Well, Alastair Darling put it quite succinctly at the end of the programme. To paraphrase him he said, that "...in time, a new product will become available and people will be required to sell it, and that will lead to yet another scandal for which the regulator is not equipped to deal..!"
I go back to what I have been saying before.
The City of London and its banking component is an entity to itself. These men belong to a powerful private club that exists to serve the interests of its shareholders, not the British people at large.
At the moment they are smarting because the spotlight of publicity has been shone on their activities, and the resultant bad publicity has hurt them. But not enough to make any great difference. They will soft pedal for a while, but like the scorpion, they cannot help themselves, it's in their nature to sting, and their ugly face will be revealed again ere too long when it comes time to top up the coffers, or their shareholders demand greater value from their investments!
Earlier, I mentioned how many institutions changed their status in order to become banks, in the aftermath of Big Bang.
One such was The Abbey National Building Society which back in 1989, persuaded its mutual members to vote in favour of conversion into a bank. I wrote an article about the risks that Abbey clients would face when this happened, and drew parallels between this process and the Savings and Loans scandals in the USA. My article, needless to say, pissed off quite a few people down at the Abbey conversion centre!
Imagine my surprise when, after the conversion had successfully been negotiated, the Building Societies Commission published its findings on the way in which the conversion had been achieved and the way in which its clients had been influenced by the glossy PR work done on behalf of the new bank!
Phrases such as "...A biased view of the conversion from mutual society to a public limited company..." or a "...significant deficiency in information..." gave the reader a clue!
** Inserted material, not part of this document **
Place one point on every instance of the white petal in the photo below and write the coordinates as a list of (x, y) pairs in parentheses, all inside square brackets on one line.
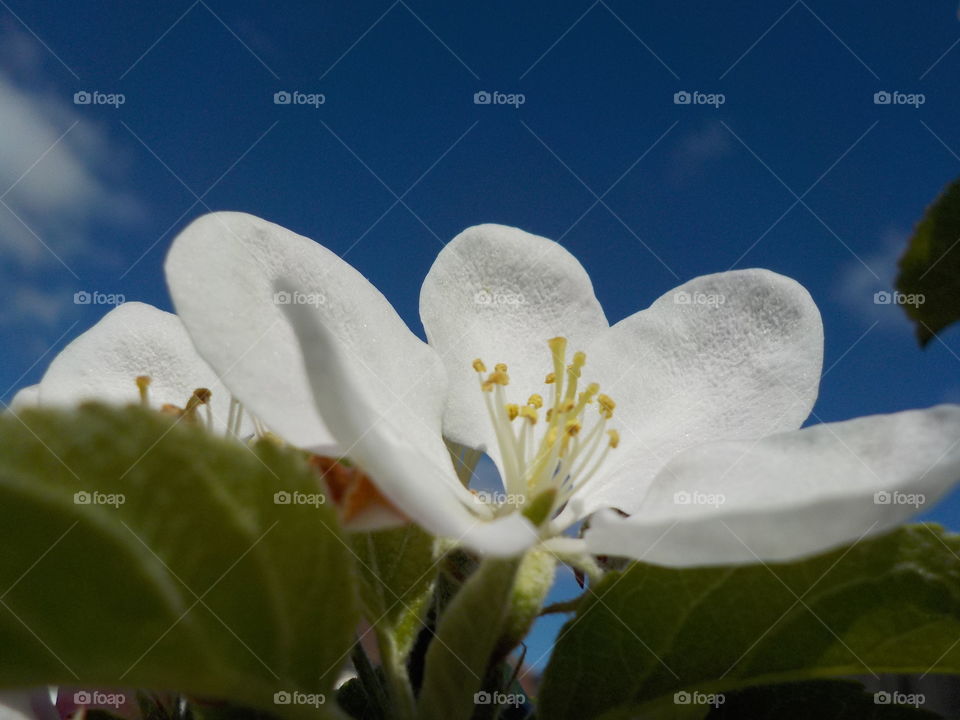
[(499, 293), (791, 494), (221, 272), (26, 397), (382, 435), (133, 339), (740, 360)]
Other paragraphs read; "...Misleading, biased, inconsistent, partial and facile..."
It got worse. The report continued to state that the Abbey National had made "...Misstatements which repeatedly failed to give its saving and borrowing members a fair and balanced assessment of the consequences of the proposals..." The Transfer document was said to "...fall far short of the balanced assessment of the consequences of conversion which members of a society can reasonably expect from a board..."
Of course, nothing was done, and the Abbey National went on to become, well it has now been taken over by Santander.
This report should have struck a huge chord in the mind of the regulators at the SIB, as the lead regulator was then, but as with its successor, the FSA, they did nothing about what was clearly a shoddy and botched-up conversion, because it was all happening at the time that the whole financial sector was reinventing itself.
Then, as now, there was going to be no political support for any regulator who got in the way of that process, and the same will be true again, in the future!